Geometrie, Farbgebung, Fensterflächen, Dachformen, aber auch Grundrissgestaltung waren an die herrschenden Klimabedingungen so weit wie möglich dergestalt angepasst, dass mit möglichst geringem Energieeinsatz ein möglichst hoher Komfort für die Gebäudenutzer erwuchs.

Traditionelle oder autochthone Alltagsarchitektur, wie sie überall auf der Welt bis tief in unser Jahrhundert hinein existierte, wird äußerlich von der Form und den örtlich verfügbaren Baustoffen geprägt. Betrachtet man sie unter dem Gesichtspunkt des Energiesparens, so entpuppt sie sich in der Regel als meisterhaft durchdacht und wirkungsvoll.

So weist etwa die Halbkugel des Iglu, der Schneehütte der Eskimos, die kleinste Oberfläche bei gegebenem Rauminhalt auf und somit den geometrisch geringstmöglichen Wärmeverlust. Aber auch der alpine Bauernhof manifestiert sich als Musterbeispiel für solches, den lokalen Klimaerfordernissen angepasstes Bauen.

Es gehorcht einer breiten Palette an Anforderungen, indem es Topografie, Vegetation und Gewohnheiten einbezieht: nach Süden gerichtet (für passive Solarnutzung), oft in einen Hang eingebettet, kleine und gedrungene Hausform bevorzugend, wärmedämmender Heuboden, Nadelbäume und Hügel als Windbrecher, Vorratsräume vielfach im Erdboden.

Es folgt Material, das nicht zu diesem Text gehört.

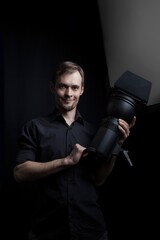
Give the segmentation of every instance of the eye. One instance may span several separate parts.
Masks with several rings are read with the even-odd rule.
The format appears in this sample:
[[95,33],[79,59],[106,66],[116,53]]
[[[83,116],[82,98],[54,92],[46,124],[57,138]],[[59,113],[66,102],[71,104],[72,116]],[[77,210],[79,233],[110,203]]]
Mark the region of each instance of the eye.
[[64,88],[65,88],[65,86],[59,86],[59,88],[60,88],[60,89],[64,89]]
[[65,89],[66,86],[65,86],[64,84],[58,84],[58,88],[59,88],[59,89]]
[[78,89],[79,89],[79,86],[77,86],[77,85],[72,86],[72,90],[73,90],[73,91],[76,91],[76,90],[78,90]]

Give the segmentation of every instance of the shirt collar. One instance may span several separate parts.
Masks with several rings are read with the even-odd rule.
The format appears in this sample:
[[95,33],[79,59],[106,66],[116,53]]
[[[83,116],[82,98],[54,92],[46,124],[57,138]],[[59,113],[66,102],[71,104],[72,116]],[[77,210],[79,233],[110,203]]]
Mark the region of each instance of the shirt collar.
[[[52,112],[51,118],[52,118],[53,121],[55,119],[59,119],[59,120],[63,119],[62,114],[59,112],[59,110],[57,108],[55,108],[54,111]],[[80,114],[80,112],[78,110],[76,111],[75,121],[77,121],[80,124],[84,125],[84,120],[83,120],[82,115]]]

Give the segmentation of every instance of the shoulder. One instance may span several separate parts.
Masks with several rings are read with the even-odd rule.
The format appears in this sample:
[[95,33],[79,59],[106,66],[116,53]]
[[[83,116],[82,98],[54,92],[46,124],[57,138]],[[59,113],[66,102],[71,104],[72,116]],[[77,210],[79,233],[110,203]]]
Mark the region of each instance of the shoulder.
[[46,116],[41,116],[41,117],[35,117],[27,121],[24,126],[36,126],[39,124],[46,124],[50,123],[52,121],[52,115],[48,114]]
[[49,126],[50,123],[51,123],[50,115],[32,118],[23,124],[22,131],[23,132],[39,132],[42,129]]

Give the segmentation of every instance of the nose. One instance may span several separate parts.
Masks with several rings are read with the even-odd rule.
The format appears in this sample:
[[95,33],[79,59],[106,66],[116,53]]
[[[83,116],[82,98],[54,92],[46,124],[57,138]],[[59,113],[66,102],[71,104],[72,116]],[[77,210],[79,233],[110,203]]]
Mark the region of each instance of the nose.
[[67,88],[66,92],[65,92],[65,95],[69,96],[69,97],[72,96],[72,89],[71,88]]

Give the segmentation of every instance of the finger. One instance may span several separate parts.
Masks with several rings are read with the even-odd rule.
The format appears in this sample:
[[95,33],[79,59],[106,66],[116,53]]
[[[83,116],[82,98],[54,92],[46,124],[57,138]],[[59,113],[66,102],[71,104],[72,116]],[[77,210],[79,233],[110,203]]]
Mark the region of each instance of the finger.
[[136,116],[133,117],[132,122],[129,124],[129,127],[133,127],[136,123]]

Zwischen Baustoff, Bauweise und Bauform besteht ein wechselseitiger Zusammenhang. Das industriell erzeugte Produkt sieht deshalb anders aus als das handwerklich hergestellte. Zwischen einer massiven Ziegelmauer und einer mit Abstand vor Betonwand und Isolierschicht gesetzten Ziegelvorsatzschale ist der Unterschied auch in der Erscheinung fundamental, das qualitative Gefälle unübersehbar.

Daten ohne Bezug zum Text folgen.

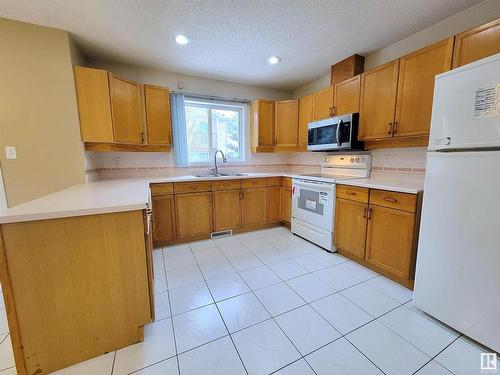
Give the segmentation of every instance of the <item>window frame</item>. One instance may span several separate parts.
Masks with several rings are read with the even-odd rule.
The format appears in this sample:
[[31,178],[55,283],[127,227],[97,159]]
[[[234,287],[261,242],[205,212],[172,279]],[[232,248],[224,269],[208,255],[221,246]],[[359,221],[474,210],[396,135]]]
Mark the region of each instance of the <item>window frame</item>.
[[[210,165],[213,163],[212,157],[216,148],[213,144],[213,129],[212,129],[212,110],[232,110],[238,112],[238,126],[239,126],[239,158],[228,157],[227,164],[242,164],[245,162],[246,158],[246,111],[247,103],[236,102],[230,100],[222,99],[207,99],[198,98],[196,96],[185,96],[184,98],[184,110],[186,106],[198,107],[198,108],[208,108],[208,160],[205,162],[190,162],[189,161],[189,146],[186,147],[186,160],[188,166],[206,166],[207,163]],[[187,119],[186,119],[187,122]],[[187,129],[186,129],[187,138]],[[186,139],[187,141],[187,139]]]

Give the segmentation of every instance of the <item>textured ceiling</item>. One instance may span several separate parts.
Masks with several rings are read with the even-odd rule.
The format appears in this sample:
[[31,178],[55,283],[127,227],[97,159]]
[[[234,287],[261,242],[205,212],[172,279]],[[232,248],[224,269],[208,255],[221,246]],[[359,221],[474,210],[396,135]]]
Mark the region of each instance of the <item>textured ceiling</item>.
[[[479,2],[0,0],[0,16],[68,30],[96,59],[293,89]],[[267,64],[270,55],[282,62]]]

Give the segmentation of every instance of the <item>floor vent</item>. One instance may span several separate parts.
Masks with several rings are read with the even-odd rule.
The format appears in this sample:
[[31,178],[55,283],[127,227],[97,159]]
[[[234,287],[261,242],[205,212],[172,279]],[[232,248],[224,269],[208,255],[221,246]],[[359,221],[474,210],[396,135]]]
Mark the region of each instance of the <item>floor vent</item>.
[[233,231],[232,230],[221,230],[220,232],[212,232],[210,235],[212,238],[220,238],[220,237],[227,237],[227,236],[232,236]]

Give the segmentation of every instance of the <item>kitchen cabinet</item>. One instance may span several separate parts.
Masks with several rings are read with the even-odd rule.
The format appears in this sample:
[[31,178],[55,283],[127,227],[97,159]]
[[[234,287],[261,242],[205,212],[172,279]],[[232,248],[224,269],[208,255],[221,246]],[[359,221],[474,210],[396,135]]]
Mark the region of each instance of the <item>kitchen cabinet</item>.
[[299,127],[299,101],[283,100],[275,103],[275,146],[277,149],[297,147]]
[[281,220],[288,225],[292,222],[292,179],[290,177],[283,177]]
[[313,120],[331,117],[333,114],[333,86],[313,93]]
[[281,186],[269,186],[267,189],[267,222],[281,221]]
[[360,140],[392,137],[398,72],[395,60],[361,75]]
[[144,85],[148,143],[172,146],[170,96],[167,87]]
[[337,250],[413,288],[421,200],[421,194],[337,185]]
[[307,150],[307,125],[313,120],[313,95],[306,95],[299,99],[299,134],[297,146]]
[[394,137],[428,135],[434,77],[451,68],[453,38],[403,56],[399,63]]
[[212,193],[175,194],[175,222],[177,238],[209,235],[212,232]]
[[113,142],[108,72],[76,66],[75,88],[84,142]]
[[115,142],[142,144],[144,124],[140,85],[110,73],[109,86]]
[[258,99],[250,106],[250,138],[253,152],[273,152],[274,101]]
[[157,195],[153,203],[153,239],[155,243],[175,239],[175,204],[174,196]]
[[337,83],[334,90],[333,113],[335,115],[343,115],[359,112],[360,90],[361,75]]
[[267,187],[243,189],[243,226],[267,222]]
[[500,53],[500,18],[455,36],[453,68]]
[[241,190],[214,191],[213,193],[214,232],[241,227]]
[[347,59],[339,61],[332,65],[331,68],[330,79],[332,86],[363,73],[364,68],[365,58],[360,55],[354,54]]

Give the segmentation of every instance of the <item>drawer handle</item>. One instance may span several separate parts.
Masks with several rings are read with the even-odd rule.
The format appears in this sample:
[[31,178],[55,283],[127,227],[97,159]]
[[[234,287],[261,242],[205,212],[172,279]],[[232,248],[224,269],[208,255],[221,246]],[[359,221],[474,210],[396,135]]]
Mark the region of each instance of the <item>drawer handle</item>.
[[391,203],[396,203],[398,200],[396,198],[385,197],[384,201],[391,202]]
[[348,195],[356,195],[356,192],[354,192],[354,191],[346,191],[345,193]]

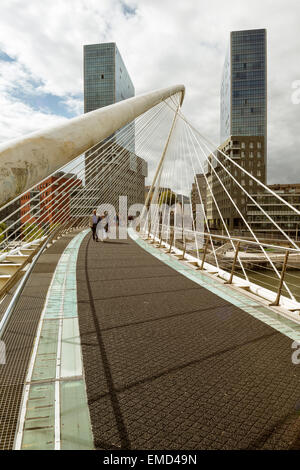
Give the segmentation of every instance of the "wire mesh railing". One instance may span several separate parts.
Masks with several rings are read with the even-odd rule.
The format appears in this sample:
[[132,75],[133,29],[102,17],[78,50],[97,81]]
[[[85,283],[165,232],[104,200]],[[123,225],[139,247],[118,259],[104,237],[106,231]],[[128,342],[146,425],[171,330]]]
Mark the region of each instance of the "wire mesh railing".
[[[180,98],[177,93],[174,99]],[[0,296],[16,271],[24,274],[36,247],[59,227],[87,226],[94,208],[116,205],[121,195],[131,195],[131,204],[144,202],[147,161],[161,152],[173,114],[165,101],[158,103],[2,206]]]

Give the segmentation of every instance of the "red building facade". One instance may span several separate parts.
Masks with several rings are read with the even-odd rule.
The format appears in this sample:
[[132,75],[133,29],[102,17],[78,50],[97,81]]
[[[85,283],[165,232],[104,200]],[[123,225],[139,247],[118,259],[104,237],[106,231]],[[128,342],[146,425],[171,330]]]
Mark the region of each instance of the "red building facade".
[[58,172],[21,197],[21,224],[43,229],[71,217],[71,194],[82,182],[73,173]]

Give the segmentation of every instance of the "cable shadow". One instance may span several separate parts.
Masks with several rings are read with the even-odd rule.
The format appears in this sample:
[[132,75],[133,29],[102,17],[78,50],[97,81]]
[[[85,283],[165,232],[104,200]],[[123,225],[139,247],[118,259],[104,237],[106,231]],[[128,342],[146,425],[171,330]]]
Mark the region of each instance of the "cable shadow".
[[99,344],[100,354],[101,354],[101,358],[102,358],[103,369],[104,369],[104,374],[105,374],[105,378],[106,378],[106,382],[107,382],[107,387],[108,387],[108,390],[109,390],[110,401],[111,401],[113,413],[114,413],[115,420],[116,420],[116,425],[117,425],[117,429],[118,429],[119,438],[120,438],[120,441],[121,441],[121,448],[129,450],[131,448],[131,444],[130,444],[129,436],[128,436],[128,433],[127,433],[127,428],[126,428],[126,425],[125,425],[125,422],[124,422],[124,419],[123,419],[123,415],[122,415],[121,407],[120,407],[120,404],[119,404],[118,396],[117,396],[117,393],[116,393],[115,388],[114,388],[113,378],[112,378],[112,373],[111,373],[111,367],[110,367],[110,364],[109,364],[109,361],[108,361],[108,357],[107,357],[107,353],[106,353],[106,349],[105,349],[105,345],[104,345],[104,341],[103,341],[103,337],[102,337],[101,328],[100,328],[99,321],[98,321],[98,318],[97,318],[97,313],[96,313],[94,299],[93,299],[93,295],[92,295],[92,291],[91,291],[90,281],[89,281],[88,249],[89,249],[90,241],[91,241],[91,238],[89,239],[89,241],[88,241],[88,243],[85,247],[86,283],[87,283],[87,289],[88,289],[88,294],[89,294],[89,299],[90,299],[90,308],[91,308],[92,317],[93,317],[93,320],[94,320],[96,335],[97,335],[97,338],[98,338],[98,344]]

Ein anderer Aspekt ist ästhetischer Natur. Er betrifft das Verhältnis von Innovation und Konvention. Im Zeichen der Avantgarden gewann das Kriterium des Neuen hohen Stellenwert (eine "neue Architektur" für den "neuen Menschen"). Die Informationsästhetik erklärte uns, was wir längst wissen konnten: Dass nämlich Neues nur im Kontext mit Bekanntem die Chance hat, verstanden zu werden.

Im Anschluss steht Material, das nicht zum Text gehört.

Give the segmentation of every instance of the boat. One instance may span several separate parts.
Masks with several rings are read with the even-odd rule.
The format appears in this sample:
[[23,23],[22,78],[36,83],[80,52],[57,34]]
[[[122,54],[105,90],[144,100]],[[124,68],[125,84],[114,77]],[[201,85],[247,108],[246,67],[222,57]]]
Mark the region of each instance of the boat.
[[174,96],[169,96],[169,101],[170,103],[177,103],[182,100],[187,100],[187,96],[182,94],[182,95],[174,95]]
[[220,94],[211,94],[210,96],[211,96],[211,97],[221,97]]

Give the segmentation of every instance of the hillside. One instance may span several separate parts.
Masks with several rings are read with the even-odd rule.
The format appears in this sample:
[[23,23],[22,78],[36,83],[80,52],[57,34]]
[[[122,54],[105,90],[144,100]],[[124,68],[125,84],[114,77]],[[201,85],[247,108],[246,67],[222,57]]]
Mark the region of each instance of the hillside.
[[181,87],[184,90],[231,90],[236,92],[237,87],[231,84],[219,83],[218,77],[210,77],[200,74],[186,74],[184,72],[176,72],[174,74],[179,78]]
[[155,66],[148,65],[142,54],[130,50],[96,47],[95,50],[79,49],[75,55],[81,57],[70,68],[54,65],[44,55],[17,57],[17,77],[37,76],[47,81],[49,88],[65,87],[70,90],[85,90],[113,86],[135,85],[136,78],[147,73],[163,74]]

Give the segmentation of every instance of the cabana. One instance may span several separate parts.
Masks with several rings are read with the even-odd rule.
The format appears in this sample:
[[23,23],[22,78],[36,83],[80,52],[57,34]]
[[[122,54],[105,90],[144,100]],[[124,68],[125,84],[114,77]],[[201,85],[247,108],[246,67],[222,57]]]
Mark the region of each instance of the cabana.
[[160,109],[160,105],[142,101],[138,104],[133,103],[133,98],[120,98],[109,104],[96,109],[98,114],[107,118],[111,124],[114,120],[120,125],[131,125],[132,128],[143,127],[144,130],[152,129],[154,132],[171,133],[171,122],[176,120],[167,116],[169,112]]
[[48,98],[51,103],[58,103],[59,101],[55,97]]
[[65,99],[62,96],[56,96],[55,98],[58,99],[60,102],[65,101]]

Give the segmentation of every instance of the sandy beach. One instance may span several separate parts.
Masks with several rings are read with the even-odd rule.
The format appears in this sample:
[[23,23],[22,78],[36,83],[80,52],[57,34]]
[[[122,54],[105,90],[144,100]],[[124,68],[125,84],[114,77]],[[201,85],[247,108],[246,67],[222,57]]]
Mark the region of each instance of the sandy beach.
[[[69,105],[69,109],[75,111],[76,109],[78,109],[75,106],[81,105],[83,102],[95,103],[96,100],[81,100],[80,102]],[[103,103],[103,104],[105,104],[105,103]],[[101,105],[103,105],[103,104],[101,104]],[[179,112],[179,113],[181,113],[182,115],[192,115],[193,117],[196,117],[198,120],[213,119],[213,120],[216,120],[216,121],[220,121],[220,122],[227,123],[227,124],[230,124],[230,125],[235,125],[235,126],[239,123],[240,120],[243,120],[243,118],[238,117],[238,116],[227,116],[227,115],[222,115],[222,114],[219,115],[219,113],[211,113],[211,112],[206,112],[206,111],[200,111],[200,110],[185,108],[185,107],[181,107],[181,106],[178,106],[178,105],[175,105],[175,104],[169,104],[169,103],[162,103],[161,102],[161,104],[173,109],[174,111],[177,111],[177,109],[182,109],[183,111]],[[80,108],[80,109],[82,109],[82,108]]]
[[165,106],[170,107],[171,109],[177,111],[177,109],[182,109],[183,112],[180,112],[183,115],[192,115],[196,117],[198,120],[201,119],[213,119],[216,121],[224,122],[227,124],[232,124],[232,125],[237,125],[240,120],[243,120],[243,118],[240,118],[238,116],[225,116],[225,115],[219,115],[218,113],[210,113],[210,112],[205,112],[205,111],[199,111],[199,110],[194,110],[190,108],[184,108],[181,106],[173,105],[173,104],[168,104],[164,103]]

Wenn das Maß des Neuen zu groß ist, tritt Entfremdung ein. (Deswegen wohl auch der verbreitete Unmut am sogenannten "Bauwirtschaft-Funktionalismus".) Die "Postmoderne" der 1980er-Jahre war ein Versuch in dieser Richtung – allerdings ein untauglicher: Historische Motive lediglich als "Zitat" zu verwenden, ist nichts als inhaltsleere Rhetorik.